Machiavelli,
My statement was carefully worded; your disingenuous attempt to muddy the waters is noted. The nature of the relationship between the Idaho Innocence Project and Ms. Knox was disclosed in a couple of news articles that appeared in Ireland in the spring of 2010. The point that everyone else should take note of is that there is no way for any DNA expert to perform a complete case review without all of the records. Why should Dr. Krane get involved if he cannot get everything he needs? A better question is why can't the prosecution cough them up.
If your statement was 'carefully worded', than it is also maliciously misleading (false), since it suggests that Dr. Hampikian and Dr. Krane had some contact with judges or opposing parties experts, which is false. The correct type of wording would necessarily require to make clear that Dr. Hampikian and Dr Krane never submitted nor forwarded any kind of instance to judges, magistrates or other parties experts; Dr. Hampikian and Dr. Krane hold no position in the trial, were never acknowledged as party experts by a court, so they could not be in a position of making a request to access records, nor of making requests of any kind.
Whether Dr. Krane doesn't feel he can decide if getting involved or not in the trial, it's his problem, not anyone else's problem. It works like that: wehn you are involved in a trial, you will be able to have some contact with judges, express some requests or submit requests, objections, reports, albeit this will only happen under the complete control of the defence team, with their consent or through them.
First, you decide whether you want to work for a defence team.
Then, you may have contacts, requests such accessing to records, observations, submissions. You do not review "evidence" and become an expert ex-post, especially when evidence is a judicial
event called incidente probatorio.
The nature of relationships between Idaho experts and defence lawyers may only be that of a private nature. Private citizens may discuss with lawyers as other private citizens, by doing this they won't have a relation with trial events.
As for acccessing investigation activities and evidence findings such as DNA tests, those acknowledged as party experts by the judge may take part to all operations, just bear in mind that, under the
incidente probatorio procedure, the activities directly accessible to defence experts were supposed to be closed by June 2008.

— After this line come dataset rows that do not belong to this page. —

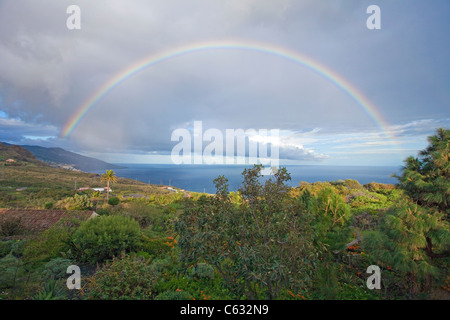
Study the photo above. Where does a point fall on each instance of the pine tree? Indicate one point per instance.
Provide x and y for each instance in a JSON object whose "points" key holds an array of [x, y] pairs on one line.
{"points": [[426, 179], [415, 232], [401, 243]]}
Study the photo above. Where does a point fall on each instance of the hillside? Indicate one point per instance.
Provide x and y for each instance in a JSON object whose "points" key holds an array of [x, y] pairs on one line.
{"points": [[16, 153], [59, 157]]}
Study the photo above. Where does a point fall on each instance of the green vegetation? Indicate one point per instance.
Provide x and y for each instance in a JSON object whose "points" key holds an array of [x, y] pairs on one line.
{"points": [[265, 241]]}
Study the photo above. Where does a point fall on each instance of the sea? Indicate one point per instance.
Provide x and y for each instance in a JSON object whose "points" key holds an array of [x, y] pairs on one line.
{"points": [[199, 178]]}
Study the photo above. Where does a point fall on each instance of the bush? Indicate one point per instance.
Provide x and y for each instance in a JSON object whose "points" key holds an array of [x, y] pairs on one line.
{"points": [[77, 202], [56, 269], [48, 205], [114, 201], [10, 226], [128, 278], [50, 244], [104, 237], [203, 271], [174, 295], [5, 248]]}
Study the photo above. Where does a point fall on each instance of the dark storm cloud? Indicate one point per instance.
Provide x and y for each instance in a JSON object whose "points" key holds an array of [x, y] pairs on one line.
{"points": [[48, 71]]}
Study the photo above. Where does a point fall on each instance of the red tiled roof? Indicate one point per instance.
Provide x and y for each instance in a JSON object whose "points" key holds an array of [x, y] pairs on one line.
{"points": [[40, 220]]}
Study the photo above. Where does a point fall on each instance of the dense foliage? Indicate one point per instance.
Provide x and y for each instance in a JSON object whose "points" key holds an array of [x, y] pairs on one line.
{"points": [[105, 237], [264, 241]]}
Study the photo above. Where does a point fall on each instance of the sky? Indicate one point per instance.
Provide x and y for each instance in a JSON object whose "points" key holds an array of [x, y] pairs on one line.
{"points": [[401, 72]]}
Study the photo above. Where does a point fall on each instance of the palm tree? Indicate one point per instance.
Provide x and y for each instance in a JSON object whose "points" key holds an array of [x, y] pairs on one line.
{"points": [[109, 176]]}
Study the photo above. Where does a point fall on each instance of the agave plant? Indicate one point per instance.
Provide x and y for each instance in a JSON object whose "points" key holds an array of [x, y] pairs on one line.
{"points": [[51, 291]]}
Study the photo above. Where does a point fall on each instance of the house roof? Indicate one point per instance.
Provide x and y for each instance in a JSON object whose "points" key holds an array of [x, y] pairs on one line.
{"points": [[40, 220]]}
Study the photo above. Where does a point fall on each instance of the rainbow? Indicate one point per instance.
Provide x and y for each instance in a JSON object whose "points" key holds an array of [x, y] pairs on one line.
{"points": [[265, 48]]}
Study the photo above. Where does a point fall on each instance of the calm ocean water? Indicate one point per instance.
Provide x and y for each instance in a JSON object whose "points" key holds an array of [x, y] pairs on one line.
{"points": [[199, 178]]}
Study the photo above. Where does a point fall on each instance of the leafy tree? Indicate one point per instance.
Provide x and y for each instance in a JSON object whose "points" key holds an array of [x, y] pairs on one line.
{"points": [[109, 177]]}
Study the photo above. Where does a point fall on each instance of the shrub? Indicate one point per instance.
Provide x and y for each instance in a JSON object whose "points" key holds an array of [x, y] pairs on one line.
{"points": [[52, 290], [48, 245], [5, 247], [77, 202], [48, 205], [10, 269], [174, 295], [114, 201], [105, 237], [203, 271], [128, 278], [10, 226], [56, 269]]}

I suspect nobody here understands what
incidente probatorio means, what kind of event that is.
Look, my words do not muddy the waters, on the contrary, they indeed clarify them. It should be clear in advance that Dr. Hampikian and Dr. Krane will never be in a position of "reviewing the whole case". By the way they are not judges, they don't have understanding of the procedure, and the trial is over. Then they will also never have access to "all the records", they were never in a position of accessing trial records or making requests and they never did. The documentation they wish to access apparently has never entered the trial phase, not even the preliminary stage. The actual defence experts (such as Prof. Potenza) did not demand nor wish to access such records during the time when they had full access within the adversarial investigation procedure called in
incidente probatorio. The defence and their experts did not demand further laboratory data nor raised objections to judge Matteini or to judge Ricciarelli about the DNA tests. It is possible that the defence regrets all this (although I don't believe it) but the fact is the defence did not ask for the raw data not even later when they were before a preliminar judge (that is, Judge Micheli at the preliminary hearing). They did not requst such data not even in later submissions, not to the Supreme Court and not to the Appeal court. Maybe they decided very late that all this was regrettable (I don't believe this), yet they can't blame Sgtefanoni for this, they can't "use" their mistake as an argument against the accusation party, this won't be legally effective.

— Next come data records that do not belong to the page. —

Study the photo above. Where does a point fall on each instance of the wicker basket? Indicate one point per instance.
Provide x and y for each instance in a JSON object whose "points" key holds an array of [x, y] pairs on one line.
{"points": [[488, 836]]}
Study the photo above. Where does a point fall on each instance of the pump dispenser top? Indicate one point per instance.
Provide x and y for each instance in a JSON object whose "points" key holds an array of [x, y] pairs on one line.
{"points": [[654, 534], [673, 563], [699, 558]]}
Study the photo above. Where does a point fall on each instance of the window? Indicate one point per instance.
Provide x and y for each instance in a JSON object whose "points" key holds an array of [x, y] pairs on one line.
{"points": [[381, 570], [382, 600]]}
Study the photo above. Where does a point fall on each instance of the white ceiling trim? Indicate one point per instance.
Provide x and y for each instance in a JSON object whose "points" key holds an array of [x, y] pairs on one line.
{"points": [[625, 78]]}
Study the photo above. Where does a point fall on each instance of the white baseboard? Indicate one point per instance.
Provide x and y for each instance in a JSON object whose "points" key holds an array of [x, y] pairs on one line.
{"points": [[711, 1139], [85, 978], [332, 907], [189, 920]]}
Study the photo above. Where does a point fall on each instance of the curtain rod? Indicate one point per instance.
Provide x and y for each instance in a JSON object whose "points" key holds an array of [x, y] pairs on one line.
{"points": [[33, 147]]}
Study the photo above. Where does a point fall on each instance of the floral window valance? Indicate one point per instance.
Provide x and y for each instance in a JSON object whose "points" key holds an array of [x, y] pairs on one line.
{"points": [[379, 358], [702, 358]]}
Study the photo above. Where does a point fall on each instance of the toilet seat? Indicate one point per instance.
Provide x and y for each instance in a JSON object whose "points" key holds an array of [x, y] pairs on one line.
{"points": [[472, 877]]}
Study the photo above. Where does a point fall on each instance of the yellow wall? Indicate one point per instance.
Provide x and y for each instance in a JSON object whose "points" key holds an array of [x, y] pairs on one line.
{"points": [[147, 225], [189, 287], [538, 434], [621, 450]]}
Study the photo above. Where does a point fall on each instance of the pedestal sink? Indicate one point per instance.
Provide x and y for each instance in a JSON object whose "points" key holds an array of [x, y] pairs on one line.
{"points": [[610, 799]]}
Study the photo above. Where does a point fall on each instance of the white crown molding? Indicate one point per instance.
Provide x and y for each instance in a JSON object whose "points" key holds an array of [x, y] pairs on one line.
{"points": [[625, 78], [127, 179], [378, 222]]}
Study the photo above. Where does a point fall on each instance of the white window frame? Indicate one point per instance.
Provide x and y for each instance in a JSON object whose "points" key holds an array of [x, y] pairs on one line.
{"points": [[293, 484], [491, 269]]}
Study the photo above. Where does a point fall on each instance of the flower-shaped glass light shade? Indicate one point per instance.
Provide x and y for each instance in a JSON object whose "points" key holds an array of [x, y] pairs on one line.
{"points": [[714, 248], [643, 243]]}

So such data that were not requested, not during the investigation while the
incidente probatorio was open, not during the preliminary hearing stage, not during the trial stage until the moment of that confuse oral request about raw data that was made by only one lawer in an unclear fashion at the end of the 2009 trial, and never forwarded again (in any submission, not even in the defence submissions to the Supreme Court nor in the Perugian appeal). This is what you have in the records.
Other ways to 'word' things are just attampt to change the trial facts, and thus to muddy the waters.